A Please Touch Museum

It’s been a while since I’ve posted. Something to do with my pregnant wife and our now beautiful daughter. Life changes and it changes fast! 

pleasetouchThis is a follow up to the last post on the Bible as a witness and a sign. I’m writing these posts simply because I’ve realized that my thoughts, understandings, and ways of reading the Bible have changed…and I’d say for the betterment of my faith. I’m sure there may be a few additional posts to this, as I am just thinking out loud here.

And today I’m thinking out loud about authority and the Bible. Specifically, is our modern day understanding of biblical authority helpful or even true? I was at a retreat a few weeks ago where the speaker kept referring to the Bible as “God’s Word”. Though he was an awesome speaker and the youth connected with much of what he was saying, I was struck by the kind of authority that was being placed upon the Bible. Not appalled, shocked, or angered, but curious. I’ve heard this many times before, especially when church leaders or teachers are telling people that they need to get into the Word or study God’s Word in order to get to become a more devoted Christian. And it’s often presented to our teenagers this way.

But when they find out that they don’t understand or find the words to be bland or find that the God they’re reading about only cares about certain people, I think the Bible becomes something irrelevant, outdated, or something they just can’t subscribe to.

I wonder if a label like “God’s Word”* puts caution tape and signs up that say “Do Not Touch”. Well if these are the very words of the being who has been around since the beginning of time, created time itself, knows all, sees all, is in charge of all – well who wants to question that?! I’m not going to question the nuclear physicist who has seen more and knows more about the inner-workings of the universe than I will ever know. So why would I question someone even more all knowing than that?

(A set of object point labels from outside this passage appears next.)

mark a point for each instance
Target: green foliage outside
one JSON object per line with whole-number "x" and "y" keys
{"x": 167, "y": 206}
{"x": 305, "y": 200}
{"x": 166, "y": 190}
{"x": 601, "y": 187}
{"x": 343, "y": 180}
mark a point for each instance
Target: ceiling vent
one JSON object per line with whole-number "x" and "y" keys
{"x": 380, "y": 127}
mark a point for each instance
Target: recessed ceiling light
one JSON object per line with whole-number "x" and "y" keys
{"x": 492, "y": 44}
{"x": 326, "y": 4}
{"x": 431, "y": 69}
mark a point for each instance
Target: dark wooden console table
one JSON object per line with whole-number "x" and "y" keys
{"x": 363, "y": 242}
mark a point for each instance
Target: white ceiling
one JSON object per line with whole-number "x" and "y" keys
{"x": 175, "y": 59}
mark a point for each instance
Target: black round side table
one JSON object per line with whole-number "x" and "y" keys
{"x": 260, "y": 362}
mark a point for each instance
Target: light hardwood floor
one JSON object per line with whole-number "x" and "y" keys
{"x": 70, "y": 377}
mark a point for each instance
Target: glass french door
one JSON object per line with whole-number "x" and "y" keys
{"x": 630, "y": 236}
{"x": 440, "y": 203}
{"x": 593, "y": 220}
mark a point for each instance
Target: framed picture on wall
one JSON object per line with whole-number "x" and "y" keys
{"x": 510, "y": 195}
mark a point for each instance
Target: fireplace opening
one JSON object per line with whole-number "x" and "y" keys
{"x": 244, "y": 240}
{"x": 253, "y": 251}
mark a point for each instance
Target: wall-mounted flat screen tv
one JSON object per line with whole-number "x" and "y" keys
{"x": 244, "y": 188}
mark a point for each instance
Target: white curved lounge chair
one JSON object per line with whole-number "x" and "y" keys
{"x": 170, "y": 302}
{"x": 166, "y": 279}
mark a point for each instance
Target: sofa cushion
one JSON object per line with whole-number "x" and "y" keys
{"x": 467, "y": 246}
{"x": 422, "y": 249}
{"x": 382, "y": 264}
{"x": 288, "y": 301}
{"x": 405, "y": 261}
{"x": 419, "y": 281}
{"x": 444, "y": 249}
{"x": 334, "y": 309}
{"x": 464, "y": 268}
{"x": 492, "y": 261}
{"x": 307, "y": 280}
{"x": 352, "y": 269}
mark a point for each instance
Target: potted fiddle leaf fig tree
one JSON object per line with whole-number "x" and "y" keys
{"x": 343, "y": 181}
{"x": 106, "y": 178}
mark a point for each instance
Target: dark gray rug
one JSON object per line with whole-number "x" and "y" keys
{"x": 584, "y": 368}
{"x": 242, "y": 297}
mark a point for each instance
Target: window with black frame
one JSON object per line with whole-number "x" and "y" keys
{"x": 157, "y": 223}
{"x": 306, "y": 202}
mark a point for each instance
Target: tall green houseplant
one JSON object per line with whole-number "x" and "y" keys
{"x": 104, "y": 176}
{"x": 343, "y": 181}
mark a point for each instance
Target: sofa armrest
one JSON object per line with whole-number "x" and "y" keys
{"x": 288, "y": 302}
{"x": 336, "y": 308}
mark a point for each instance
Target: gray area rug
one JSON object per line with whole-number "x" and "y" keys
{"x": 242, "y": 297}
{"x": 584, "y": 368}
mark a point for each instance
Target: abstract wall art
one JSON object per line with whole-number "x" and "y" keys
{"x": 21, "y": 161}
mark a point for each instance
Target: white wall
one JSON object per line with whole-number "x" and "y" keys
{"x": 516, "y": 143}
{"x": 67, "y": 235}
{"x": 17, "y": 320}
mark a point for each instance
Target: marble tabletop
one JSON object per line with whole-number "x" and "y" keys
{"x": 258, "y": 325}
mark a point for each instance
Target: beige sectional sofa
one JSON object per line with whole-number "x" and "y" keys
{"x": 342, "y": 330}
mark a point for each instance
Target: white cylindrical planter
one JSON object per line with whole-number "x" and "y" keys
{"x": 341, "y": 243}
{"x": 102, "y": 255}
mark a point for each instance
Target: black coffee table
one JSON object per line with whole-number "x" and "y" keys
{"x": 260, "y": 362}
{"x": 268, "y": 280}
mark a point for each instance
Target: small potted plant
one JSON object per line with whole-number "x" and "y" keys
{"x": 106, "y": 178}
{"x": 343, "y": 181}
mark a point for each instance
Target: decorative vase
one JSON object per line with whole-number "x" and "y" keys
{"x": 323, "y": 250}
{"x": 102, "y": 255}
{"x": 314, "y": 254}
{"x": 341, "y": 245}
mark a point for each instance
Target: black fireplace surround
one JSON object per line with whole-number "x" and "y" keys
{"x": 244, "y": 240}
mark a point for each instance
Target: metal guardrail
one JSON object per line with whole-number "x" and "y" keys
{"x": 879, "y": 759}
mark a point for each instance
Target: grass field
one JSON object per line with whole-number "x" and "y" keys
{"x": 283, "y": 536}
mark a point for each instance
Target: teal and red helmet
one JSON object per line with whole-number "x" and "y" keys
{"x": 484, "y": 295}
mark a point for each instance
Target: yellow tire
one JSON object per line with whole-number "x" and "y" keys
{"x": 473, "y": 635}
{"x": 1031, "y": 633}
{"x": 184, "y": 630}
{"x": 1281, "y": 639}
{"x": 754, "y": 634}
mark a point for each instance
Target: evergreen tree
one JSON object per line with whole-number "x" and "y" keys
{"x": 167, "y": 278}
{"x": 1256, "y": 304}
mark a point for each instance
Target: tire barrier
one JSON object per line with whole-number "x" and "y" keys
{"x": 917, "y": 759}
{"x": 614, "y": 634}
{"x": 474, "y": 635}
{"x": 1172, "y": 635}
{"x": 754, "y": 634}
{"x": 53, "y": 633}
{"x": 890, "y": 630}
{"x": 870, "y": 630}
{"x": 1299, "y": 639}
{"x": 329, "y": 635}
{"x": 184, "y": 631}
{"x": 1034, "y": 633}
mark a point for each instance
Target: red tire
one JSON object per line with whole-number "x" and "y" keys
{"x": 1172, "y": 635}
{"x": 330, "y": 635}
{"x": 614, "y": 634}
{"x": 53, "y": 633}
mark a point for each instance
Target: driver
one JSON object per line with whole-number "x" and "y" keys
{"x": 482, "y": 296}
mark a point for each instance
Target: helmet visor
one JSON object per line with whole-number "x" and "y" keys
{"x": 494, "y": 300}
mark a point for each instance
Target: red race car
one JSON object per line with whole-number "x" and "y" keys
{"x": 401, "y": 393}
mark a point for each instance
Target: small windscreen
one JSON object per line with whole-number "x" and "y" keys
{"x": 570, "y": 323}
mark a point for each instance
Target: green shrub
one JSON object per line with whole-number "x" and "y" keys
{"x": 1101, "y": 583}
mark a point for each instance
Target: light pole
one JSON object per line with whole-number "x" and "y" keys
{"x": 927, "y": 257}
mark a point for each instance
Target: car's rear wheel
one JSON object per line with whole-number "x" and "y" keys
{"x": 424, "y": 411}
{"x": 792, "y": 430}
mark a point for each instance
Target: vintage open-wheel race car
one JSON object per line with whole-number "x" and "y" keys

I wonder if it’s especially important to drop this authoritarian label in a culture that is moving towards post-authority, post-christian, post-hierarchy. A world where if you really want to get the answers, you can probably just Google it**. There are less and less middle men, and even seemingly insignificant voices can now be heard by millions.

Let me put it this way. There are several museums in the city of Philadelphia – the most prominent being the Philadelphia Museum of Art which stands high within view of all that enter the city along the river. Filled with inspired artwork over the span of centuries, there is much to behold, admire, and respect. It’s one of the biggest attractions tourists to which tourists are drawn (including the Rocky statue and steps you can climb and yell “Adriaaaan!”). And whats the one thing you’re not allowed to do? Touch anything. This is eyes only, hands off.

Then there’s the Please Touch Museum – much less prominently placed in the city view. This is the one you bring your kids to. Everything is hands on and there is so much to marvel at, interact with, and so much room for play. Nothing is taken at face value. If you’re really going to come to a better understanding of the exhibits in this place you have to dive in, get your hands dirty. In order to learn you’re going to have to ask questions, look at things from different angles.

What if we stopped treating the Bible like the Philadelphia Museum of Art and starting interacting with it more like the Please Touch Museum? We don’t need to abandon the sanctity of the Bible to interact with it from different angles, realize that stories and words can have more than one simple meaning or message, and that things can be questioned and reinterpreted.

Maybe we need less “Sir, please don’t touch the exhibit” “Ma’am, no flash photography” and a little more “Hey let’s play”.


 *For the record, I’m not insisting that God be taken out of the Bible or Scripture is not God-breathed or that it has no authority or that it is not holy.

**Also for the record, I don’t believe that “If its on the internet, it must be true.”